The only two major contributions that I made were when we got the reports on the girls and we were given a choice between two girls and a boy. One of the girls was supposed to be mentally handicapped and Teri was unsure what to do. I said take a chance we can always say we don’t want to adopt them. After a day or so we knew we would never be returning them. The other contribution I made has been lost, because I had to leave and check on the nut bread that Teri is making and I don’t remember it.

Market outside hotel in Birobidjan
It is hard to believe that a year ago we would get on the computer and have it translate anything we wanted to say to the girls. We have not done that for at least six months. They speak English about as well as they speak Russian, which means that they are not very proficient in either language. Their school work is still below their grade level and I am concerned. Their adoption to our culture has been quick and startling. They hang around Amanda Monday through Friday in the afternoons and she is at that age where all the popular music comes from her. I remember when music was just music to me and I didn’t care what people felt was bad or good about the music. That has all changed. Lady Gaga, and all the other music acts that I don’t know and am very suspicious of and really don’t like because of no other reason than they are not my music and are singing about stuff that I don’t want my kid to hear. Is that clear? I know I didn’t understand it either.

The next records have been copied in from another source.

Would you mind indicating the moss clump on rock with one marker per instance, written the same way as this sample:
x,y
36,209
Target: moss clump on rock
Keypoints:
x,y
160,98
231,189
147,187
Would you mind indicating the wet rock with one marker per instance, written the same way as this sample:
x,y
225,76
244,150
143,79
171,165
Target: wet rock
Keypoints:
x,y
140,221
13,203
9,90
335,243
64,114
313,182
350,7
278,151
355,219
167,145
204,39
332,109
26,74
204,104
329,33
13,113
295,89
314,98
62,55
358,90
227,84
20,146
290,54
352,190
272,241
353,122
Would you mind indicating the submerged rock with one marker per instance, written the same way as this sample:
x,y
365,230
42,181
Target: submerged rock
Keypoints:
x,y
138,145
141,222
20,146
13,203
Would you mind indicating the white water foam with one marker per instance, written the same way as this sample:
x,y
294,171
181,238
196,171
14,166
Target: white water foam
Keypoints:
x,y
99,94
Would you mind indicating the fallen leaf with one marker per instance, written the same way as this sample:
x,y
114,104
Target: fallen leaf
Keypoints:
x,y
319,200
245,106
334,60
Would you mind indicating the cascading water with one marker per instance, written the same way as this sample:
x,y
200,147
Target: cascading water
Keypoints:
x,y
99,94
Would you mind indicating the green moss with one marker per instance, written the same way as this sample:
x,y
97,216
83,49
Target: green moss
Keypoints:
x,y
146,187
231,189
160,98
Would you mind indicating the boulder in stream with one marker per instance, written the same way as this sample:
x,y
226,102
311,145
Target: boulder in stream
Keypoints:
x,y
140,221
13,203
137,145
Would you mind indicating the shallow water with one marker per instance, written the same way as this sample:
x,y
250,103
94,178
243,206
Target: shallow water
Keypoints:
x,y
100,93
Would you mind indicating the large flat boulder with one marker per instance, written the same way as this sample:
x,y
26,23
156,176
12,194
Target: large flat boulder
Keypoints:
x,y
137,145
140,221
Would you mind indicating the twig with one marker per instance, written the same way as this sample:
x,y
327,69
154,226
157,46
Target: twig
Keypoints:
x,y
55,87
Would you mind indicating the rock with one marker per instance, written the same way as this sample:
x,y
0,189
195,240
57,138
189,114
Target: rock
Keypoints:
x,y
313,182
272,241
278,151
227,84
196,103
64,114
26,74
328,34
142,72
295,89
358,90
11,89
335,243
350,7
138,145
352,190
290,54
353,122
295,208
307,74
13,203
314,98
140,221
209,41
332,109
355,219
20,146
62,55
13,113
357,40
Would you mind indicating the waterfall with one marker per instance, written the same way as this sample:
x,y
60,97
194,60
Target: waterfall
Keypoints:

The days of throwing the kids outside and letting them do what they want, like I used to do as a kid are long gone and I am sad for this generation. I would get home from school. Wait for my best friend Mike to get home from catholic school and then we would do what we wanted to do and do it outside mostly or in his basement or in my room, but the concept of a play date was and is ridiculous. That and using antiseptic wipes all the time and sheltering our kids from the outside world is little too much. I don’t mean we should put the kids outside and let them run wild and unsupervised like we were. There are too many greater dangers now, then before, time to get off my soap box.

To Elena’s Russian grandmother and both of their Russian fathers, both girls are alive and doing fine, better than I ever could have hoped for.